NIGA 2018 Annual Report

Economic Impact Modeling METHODOLOGY Economic impact assessments are meant to measure the effects of businesses or industries or other economic events within the bounds of geographies or other entities with identifiable boundaries. Economic impacts can be positive, negative or they can mitigate other impacts be they positive or negative. Economic impact analysis is an important tool that is used by both business and government to make decisions about new projects, capital investments, the historical effects of past development and the potential effects of a new line of business or government project. For this project, the goal was to identify employment outcomes, spending effects and fiscal effects relative to government-based taxes and government expenses incurred or avoided. DIRECT, INDIRECT & INDUCED IMPACT As briefly noted above, economic impacts can be direct, indirect or induced. Direct impacts are generally the most obvious such as direct payroll or purchases or taxes paid. Indirect impacts are those generally associated with new business to suppliers of products or services; this new demand is in effect a multiplier on the original capital investment and the ongoing operations of the business being analyzed. Where direct and indirect positive economic impacts, there are positive wealth effects in those communities and industries that are in economic sphere of the growing enterprise and these are the induced effects. The total economic impact aggregates the direct, indirect and induced impacts into one analysis.
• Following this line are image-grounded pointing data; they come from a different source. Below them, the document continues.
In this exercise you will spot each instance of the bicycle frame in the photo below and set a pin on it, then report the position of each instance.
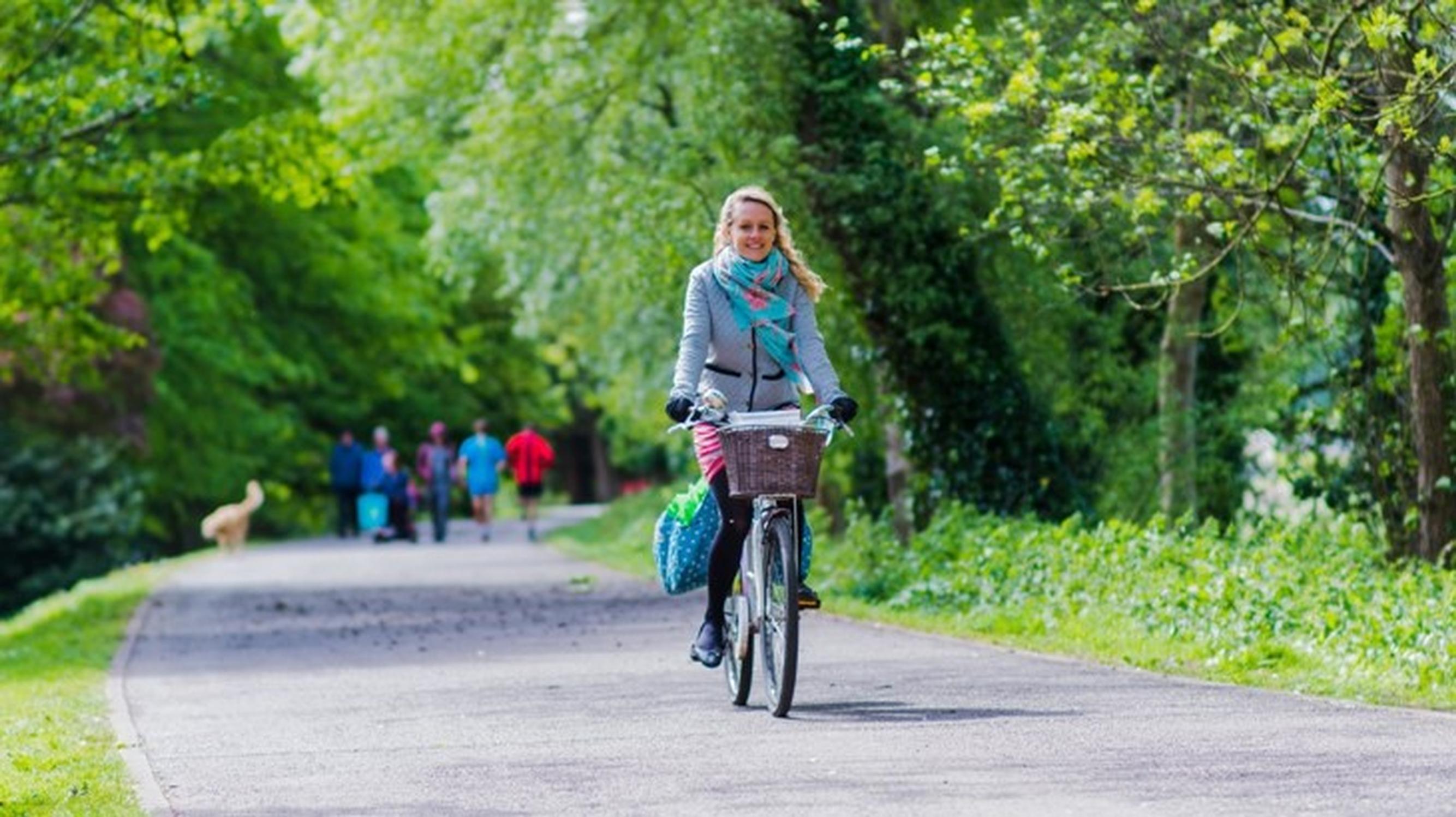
(765, 509)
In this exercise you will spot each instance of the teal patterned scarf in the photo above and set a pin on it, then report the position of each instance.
(752, 289)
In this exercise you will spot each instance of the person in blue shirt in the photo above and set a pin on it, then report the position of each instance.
(372, 471)
(481, 462)
(345, 477)
(397, 485)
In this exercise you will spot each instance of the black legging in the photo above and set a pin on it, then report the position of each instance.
(723, 561)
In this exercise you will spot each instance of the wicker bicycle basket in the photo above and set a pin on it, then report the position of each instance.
(772, 459)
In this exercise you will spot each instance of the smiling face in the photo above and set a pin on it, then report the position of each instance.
(752, 229)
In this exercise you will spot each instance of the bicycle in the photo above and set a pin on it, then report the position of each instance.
(777, 464)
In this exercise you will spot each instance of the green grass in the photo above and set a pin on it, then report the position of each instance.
(1312, 608)
(622, 536)
(57, 749)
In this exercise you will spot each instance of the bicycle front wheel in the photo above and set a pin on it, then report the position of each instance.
(737, 647)
(781, 615)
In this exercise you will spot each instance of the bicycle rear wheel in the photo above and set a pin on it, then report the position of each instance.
(737, 647)
(781, 616)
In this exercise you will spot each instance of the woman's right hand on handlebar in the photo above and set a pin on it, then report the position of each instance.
(679, 408)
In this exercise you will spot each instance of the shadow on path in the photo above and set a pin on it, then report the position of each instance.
(899, 711)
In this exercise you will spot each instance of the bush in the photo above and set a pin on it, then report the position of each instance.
(1314, 606)
(69, 510)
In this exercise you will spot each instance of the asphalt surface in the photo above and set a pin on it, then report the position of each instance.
(339, 677)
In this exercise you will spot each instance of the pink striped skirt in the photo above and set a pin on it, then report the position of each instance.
(709, 449)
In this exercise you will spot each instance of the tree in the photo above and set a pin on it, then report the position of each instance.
(77, 79)
(1300, 105)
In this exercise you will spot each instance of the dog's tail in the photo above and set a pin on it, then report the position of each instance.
(255, 496)
(210, 525)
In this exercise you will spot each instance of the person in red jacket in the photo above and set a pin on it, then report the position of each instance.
(529, 455)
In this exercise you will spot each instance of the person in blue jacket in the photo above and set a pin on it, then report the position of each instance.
(345, 477)
(481, 462)
(372, 471)
(397, 485)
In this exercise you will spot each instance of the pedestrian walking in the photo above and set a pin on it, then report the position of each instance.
(434, 464)
(529, 455)
(398, 488)
(481, 462)
(347, 479)
(372, 471)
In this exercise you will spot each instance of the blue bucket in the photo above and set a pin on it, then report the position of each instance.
(373, 512)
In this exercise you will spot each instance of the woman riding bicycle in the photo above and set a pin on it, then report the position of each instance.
(749, 331)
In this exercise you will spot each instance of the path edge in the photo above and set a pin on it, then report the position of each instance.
(129, 740)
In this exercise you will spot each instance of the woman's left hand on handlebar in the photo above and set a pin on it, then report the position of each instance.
(844, 408)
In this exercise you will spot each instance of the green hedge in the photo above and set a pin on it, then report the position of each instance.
(69, 510)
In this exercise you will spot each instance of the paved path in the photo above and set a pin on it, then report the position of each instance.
(337, 677)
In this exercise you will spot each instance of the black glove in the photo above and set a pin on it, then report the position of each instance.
(844, 408)
(679, 408)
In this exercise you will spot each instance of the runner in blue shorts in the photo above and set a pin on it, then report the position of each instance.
(481, 462)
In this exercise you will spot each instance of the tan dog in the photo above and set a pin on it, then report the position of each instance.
(229, 523)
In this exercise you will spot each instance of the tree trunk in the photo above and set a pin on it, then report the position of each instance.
(1177, 376)
(897, 483)
(1423, 279)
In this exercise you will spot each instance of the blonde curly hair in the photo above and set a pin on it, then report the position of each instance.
(783, 238)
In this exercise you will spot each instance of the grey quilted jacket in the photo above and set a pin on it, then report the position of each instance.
(717, 355)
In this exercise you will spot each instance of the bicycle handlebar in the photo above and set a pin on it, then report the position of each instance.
(819, 418)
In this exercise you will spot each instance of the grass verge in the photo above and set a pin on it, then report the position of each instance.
(57, 749)
(622, 536)
(1314, 609)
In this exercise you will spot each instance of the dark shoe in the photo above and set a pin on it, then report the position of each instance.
(708, 647)
(809, 600)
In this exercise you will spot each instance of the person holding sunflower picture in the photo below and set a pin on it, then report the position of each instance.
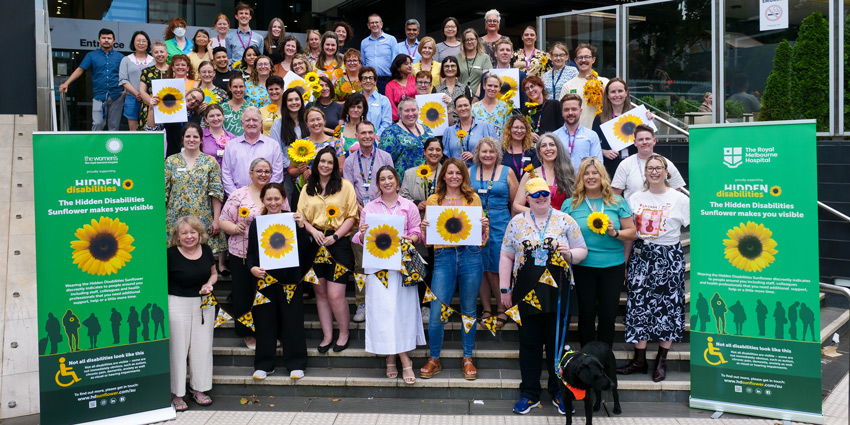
(606, 224)
(282, 318)
(393, 324)
(328, 211)
(655, 309)
(455, 267)
(529, 249)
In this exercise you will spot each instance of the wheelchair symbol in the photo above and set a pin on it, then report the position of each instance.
(66, 371)
(712, 350)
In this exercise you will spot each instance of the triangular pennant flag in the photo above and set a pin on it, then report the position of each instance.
(209, 301)
(429, 296)
(260, 299)
(547, 279)
(222, 318)
(247, 319)
(531, 299)
(468, 322)
(514, 313)
(339, 270)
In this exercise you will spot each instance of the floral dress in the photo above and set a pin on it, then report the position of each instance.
(188, 192)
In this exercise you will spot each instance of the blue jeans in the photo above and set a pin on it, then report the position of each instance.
(452, 267)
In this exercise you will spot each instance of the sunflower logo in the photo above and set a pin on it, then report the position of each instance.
(750, 247)
(103, 247)
(277, 240)
(598, 222)
(382, 241)
(170, 100)
(624, 128)
(453, 225)
(432, 115)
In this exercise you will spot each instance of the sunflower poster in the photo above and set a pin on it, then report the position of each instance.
(433, 112)
(172, 102)
(101, 275)
(620, 131)
(382, 241)
(453, 225)
(755, 332)
(277, 241)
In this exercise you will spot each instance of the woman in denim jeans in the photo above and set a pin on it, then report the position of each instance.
(454, 266)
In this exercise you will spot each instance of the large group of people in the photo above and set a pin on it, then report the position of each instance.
(556, 198)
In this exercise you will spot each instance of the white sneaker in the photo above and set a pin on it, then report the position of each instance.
(360, 314)
(261, 374)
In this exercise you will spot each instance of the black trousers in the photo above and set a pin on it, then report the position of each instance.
(279, 320)
(598, 296)
(244, 288)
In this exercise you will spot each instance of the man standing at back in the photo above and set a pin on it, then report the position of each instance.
(378, 50)
(108, 101)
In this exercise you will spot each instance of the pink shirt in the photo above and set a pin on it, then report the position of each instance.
(402, 206)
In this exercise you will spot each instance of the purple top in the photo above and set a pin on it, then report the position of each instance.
(402, 206)
(357, 170)
(238, 155)
(214, 148)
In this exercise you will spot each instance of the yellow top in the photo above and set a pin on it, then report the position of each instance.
(314, 208)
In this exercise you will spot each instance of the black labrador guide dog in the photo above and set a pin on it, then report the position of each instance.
(586, 373)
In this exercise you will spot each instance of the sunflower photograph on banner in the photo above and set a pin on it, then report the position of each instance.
(172, 102)
(382, 243)
(453, 225)
(277, 241)
(620, 131)
(433, 113)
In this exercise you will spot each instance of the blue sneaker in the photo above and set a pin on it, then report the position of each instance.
(524, 405)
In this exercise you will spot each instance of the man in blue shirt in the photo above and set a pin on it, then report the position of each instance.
(378, 50)
(108, 99)
(580, 142)
(410, 47)
(243, 37)
(380, 110)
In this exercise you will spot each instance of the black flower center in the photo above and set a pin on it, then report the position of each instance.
(750, 247)
(277, 240)
(103, 246)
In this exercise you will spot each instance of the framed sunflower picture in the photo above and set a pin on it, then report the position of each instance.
(277, 241)
(382, 242)
(433, 113)
(620, 131)
(172, 101)
(453, 225)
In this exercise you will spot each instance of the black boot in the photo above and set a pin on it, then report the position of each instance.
(660, 365)
(637, 365)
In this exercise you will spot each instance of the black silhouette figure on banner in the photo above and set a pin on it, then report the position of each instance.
(718, 307)
(116, 318)
(739, 316)
(158, 317)
(792, 320)
(779, 318)
(133, 321)
(146, 318)
(93, 328)
(54, 332)
(761, 316)
(807, 316)
(72, 330)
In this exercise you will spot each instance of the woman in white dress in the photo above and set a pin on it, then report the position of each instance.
(393, 321)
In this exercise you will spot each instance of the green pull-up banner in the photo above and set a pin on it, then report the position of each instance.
(755, 306)
(102, 292)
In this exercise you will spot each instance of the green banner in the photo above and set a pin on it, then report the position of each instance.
(102, 290)
(755, 306)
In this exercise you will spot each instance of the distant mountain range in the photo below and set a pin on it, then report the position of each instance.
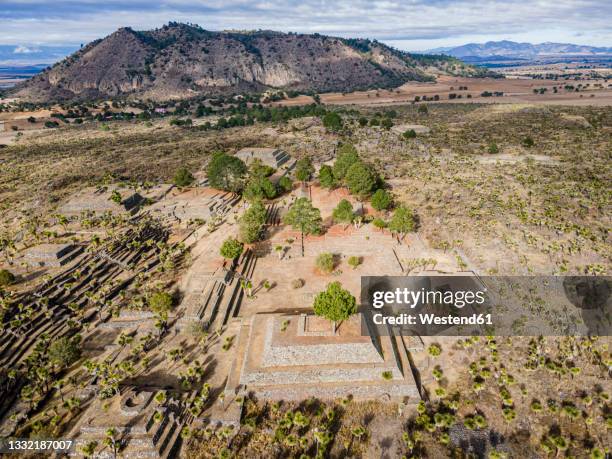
(495, 50)
(181, 60)
(26, 55)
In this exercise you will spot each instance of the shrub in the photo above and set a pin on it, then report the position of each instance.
(527, 142)
(183, 177)
(259, 188)
(354, 261)
(304, 169)
(231, 248)
(379, 223)
(325, 262)
(360, 179)
(343, 212)
(326, 176)
(226, 172)
(65, 351)
(346, 156)
(285, 184)
(332, 121)
(335, 303)
(252, 222)
(386, 123)
(434, 350)
(403, 220)
(381, 200)
(161, 302)
(6, 277)
(409, 134)
(297, 283)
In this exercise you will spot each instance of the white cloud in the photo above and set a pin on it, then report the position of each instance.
(20, 49)
(407, 23)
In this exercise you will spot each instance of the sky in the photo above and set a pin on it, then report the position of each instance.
(412, 25)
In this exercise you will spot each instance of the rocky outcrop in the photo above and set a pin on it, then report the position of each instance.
(181, 60)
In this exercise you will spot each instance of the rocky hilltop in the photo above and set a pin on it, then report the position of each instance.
(180, 60)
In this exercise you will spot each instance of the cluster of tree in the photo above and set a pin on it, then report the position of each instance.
(304, 217)
(230, 173)
(349, 170)
(252, 223)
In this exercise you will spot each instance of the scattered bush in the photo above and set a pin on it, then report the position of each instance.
(354, 261)
(325, 262)
(381, 200)
(183, 177)
(6, 277)
(231, 248)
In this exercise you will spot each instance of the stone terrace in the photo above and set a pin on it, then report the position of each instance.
(276, 361)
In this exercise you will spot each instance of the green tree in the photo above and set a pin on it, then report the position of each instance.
(252, 222)
(161, 302)
(325, 262)
(343, 213)
(332, 121)
(381, 199)
(65, 351)
(183, 177)
(259, 188)
(231, 248)
(379, 223)
(354, 261)
(89, 448)
(403, 221)
(285, 184)
(6, 277)
(259, 169)
(326, 177)
(226, 172)
(386, 123)
(346, 156)
(335, 303)
(305, 218)
(360, 179)
(409, 134)
(304, 169)
(116, 197)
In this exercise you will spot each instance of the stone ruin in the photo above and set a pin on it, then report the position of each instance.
(139, 434)
(294, 357)
(51, 255)
(272, 157)
(204, 203)
(417, 128)
(98, 201)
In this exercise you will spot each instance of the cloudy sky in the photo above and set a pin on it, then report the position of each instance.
(411, 25)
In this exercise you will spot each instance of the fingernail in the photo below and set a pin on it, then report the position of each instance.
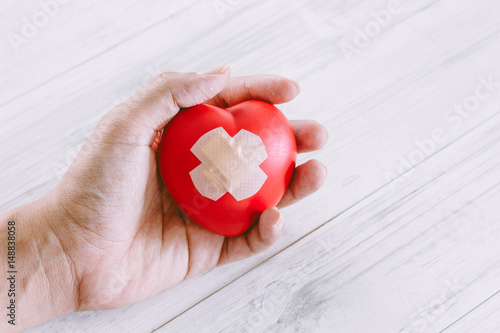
(326, 170)
(215, 70)
(278, 223)
(296, 86)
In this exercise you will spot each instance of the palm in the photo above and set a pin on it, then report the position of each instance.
(134, 240)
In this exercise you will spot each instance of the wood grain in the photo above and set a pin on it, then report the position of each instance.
(405, 251)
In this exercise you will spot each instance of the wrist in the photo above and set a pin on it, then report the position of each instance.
(45, 283)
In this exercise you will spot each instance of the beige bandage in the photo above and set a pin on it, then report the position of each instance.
(229, 164)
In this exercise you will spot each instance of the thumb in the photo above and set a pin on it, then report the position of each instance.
(151, 108)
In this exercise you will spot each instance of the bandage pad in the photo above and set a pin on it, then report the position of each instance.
(229, 164)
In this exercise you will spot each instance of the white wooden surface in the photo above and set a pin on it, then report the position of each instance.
(380, 248)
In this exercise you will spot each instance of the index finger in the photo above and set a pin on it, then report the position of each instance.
(270, 88)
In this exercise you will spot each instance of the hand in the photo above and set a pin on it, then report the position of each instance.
(123, 237)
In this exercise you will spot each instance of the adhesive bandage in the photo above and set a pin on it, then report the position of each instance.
(229, 164)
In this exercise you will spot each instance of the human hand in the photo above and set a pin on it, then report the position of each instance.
(123, 237)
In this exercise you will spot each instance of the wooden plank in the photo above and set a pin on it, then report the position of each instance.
(419, 66)
(482, 318)
(412, 259)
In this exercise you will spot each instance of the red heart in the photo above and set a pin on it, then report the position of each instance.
(227, 216)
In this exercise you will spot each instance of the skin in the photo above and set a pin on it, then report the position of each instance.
(109, 234)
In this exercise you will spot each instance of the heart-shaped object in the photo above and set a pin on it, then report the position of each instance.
(224, 167)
MULTIPLIER IMPACT Estimations of indirect and induced impacts were prepared using the IMPLAN economic model originally developed for the USDA Forest Service in cooperation with the Federal Emergency Management Agency and the USDA Bureau of Land Management. The IMPLAN model was first developed in 1984 by MIG, Inc., and now known as The IMPLAN Group, LLC. The model uses as a primary foundation the US Department of Commerce Input-Output tables, which were first developed in the 1970s.